Miniature elephant or mammoth scam?
As proud as I am of my cheesy headlines I thought I'd better leave this one intact, I saw it in the web version of the Phuket Gazette but anything I could come up with would have been a variation on the theme so, for once, I'll leave it to the pro's.
I had read about the Nam Chang before, though I cannot remember where - perhaps in Karel van Loon's excellent 'coming of age in Burma' novel "The Invisible Ones" - a highly recommended read even if it doesn't contain the mythical water elephant, there is one elephant makes a cameo as I remember.
I love the way the Gazette took the time to talk to Dr Sittidet at the TECC and get a quote on the Water Elephant, though I note he gave it short shrift. I'll be seeing him tomorrow so I might take him to task for his lack of imagination in entertaining romantic notions, though I fear he may have a point and he is a bit of an expert on eles so I might do well to listen.
That said, if anyone knows better, has read of, or has seen a Nam Chang I might be able to find 5M baht (don't tell Aoy or my boss) but I'd have to see it first and Khun Chinnakid, my accountant at Anantara, would require three quotes to ensure a fair price as I've a feeling it would come out of my capital expenditure budget!
TAK: Taking a break from bashing his cousins in the Karen National Union, a sergeant major from the Democratic Karen Buddhist Army (DKBA) reportedly crossed the Thai border recently with an unusual piece of merchandise, one he came to hawking at an extraordinary price.
Sgt Maj Tinai, from the DKBA 999 Division, claimed to be in possession of none other than a chang nam, or water elephant, which he was trying to sell for 5 million baht in Tak's Mae Sot District.
Water elephants, at only a few inches long, are much smaller than their land-living cousins. This particular specimen had a trunk, tusks and all four legs, said Sombat Phimpha, Headman of Wang Takinag village, who claimed had met the Burmese soldier.
K. Sombat said that the chang nam was five centimeters long and was caught in a pond near Ko Sae Ni village in Myanmar's Karen State. The forest surrounding the pond was devoid of all wildlife as all animals, big or small, are afraid of the power of the chang nam, he said.
The specimen brought by Sgt Maj Tinai died seven days after its capture. After its demise, villagers lightly grilled it to prevent it from rotting, K. Sombat explained.
"The villagers who found the chang nam gave it to the Karen Buddhist soldier to sell for them over the border.
They knew Thais would be interested in buying chang nam, as they believe that whoever has one in their possession will have money pouring in and will know no danger, only happiness," he said.
This is not the first time Mae Sot has hit the news for its chang nam. In May 2003, a restaurant owner in the district achieved local fame when he claimed to have bought one from a Burmese man.
His specimen was 7.5cm tall, 12.5 cm long and had all the features that one would expect to find on a fully-formed elephant.

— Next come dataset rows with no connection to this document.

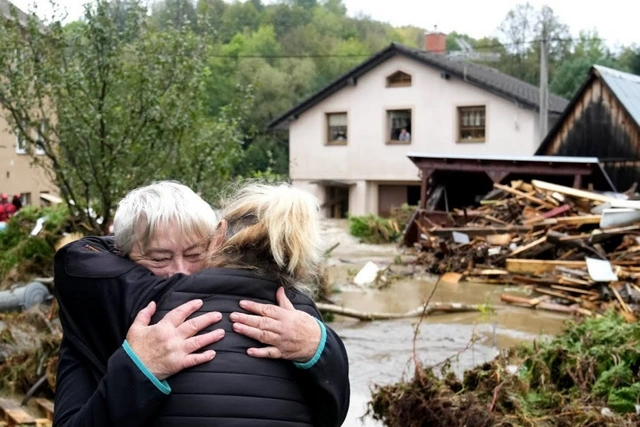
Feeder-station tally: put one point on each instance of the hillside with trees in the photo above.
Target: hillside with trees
(185, 88)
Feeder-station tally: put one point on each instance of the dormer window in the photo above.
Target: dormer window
(399, 79)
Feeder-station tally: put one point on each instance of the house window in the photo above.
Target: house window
(471, 124)
(399, 126)
(21, 145)
(337, 128)
(40, 139)
(399, 79)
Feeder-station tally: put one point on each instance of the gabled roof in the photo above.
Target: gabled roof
(478, 75)
(5, 11)
(624, 86)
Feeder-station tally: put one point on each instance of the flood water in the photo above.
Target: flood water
(380, 352)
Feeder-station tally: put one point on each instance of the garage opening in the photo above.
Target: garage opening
(394, 196)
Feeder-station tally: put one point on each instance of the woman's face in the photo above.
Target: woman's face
(170, 252)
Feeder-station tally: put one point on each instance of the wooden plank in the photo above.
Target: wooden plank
(14, 415)
(574, 290)
(46, 406)
(579, 220)
(19, 417)
(528, 246)
(527, 196)
(478, 231)
(536, 266)
(572, 281)
(574, 192)
(560, 295)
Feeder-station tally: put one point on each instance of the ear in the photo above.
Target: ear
(220, 235)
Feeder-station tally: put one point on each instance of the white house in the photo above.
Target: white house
(347, 144)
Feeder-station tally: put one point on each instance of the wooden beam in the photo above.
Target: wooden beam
(536, 266)
(527, 196)
(571, 191)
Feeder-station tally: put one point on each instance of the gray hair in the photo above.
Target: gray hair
(161, 204)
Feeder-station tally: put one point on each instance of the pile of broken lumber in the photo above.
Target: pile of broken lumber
(578, 250)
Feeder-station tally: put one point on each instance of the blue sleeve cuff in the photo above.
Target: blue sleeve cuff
(163, 386)
(316, 357)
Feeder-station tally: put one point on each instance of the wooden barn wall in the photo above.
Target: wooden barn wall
(598, 126)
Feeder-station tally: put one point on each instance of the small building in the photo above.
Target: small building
(348, 142)
(453, 183)
(603, 121)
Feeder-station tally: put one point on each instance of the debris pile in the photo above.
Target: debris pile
(578, 250)
(29, 241)
(586, 376)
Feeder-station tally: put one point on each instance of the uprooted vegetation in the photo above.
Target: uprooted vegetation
(587, 376)
(374, 229)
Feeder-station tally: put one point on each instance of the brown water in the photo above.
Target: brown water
(380, 352)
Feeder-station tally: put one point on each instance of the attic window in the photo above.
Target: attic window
(399, 79)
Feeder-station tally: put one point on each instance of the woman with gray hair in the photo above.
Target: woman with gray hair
(268, 253)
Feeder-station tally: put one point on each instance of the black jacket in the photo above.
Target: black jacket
(98, 385)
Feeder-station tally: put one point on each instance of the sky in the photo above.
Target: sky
(615, 20)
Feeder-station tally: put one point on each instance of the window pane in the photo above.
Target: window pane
(338, 119)
(399, 125)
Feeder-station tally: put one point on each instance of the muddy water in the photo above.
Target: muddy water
(380, 352)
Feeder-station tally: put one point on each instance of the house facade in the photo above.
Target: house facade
(18, 175)
(348, 143)
(603, 121)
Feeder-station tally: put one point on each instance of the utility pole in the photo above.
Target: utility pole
(544, 87)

Before it died, again seven days after being captured, it had trumpeted like a full-size elephant, the owner claimed.
Unfortunately, the owner was so worried about the security of his precious possession that he refused to let anyone see it.
Sitthidech Mahawongsakul, Acting Head of the National Elephant Institute's elephant hospital in Lampang, said that he had never come across a "mini elephant" such as the villagers were claiming to have seen. He dismissed reports of chang nam as a hoax.
"There's no such thing as water elephants," declared Chisanu Tiyacharoen, Deputy Chairman of the Wild Animal Rescue Foundation of Thailand.
He challenged anyone who had one to send it in proof, or even just a hair sample, for examination.
If the specimen proved to be a real animal it could be classified. Word of mouth and photos are not enough to prove the existence of water elephants, he said
He then warned people not to believe everything they see.
The report made no mention of whether Sgt Maj Tinai managed to find a buyer for his pricey specimen.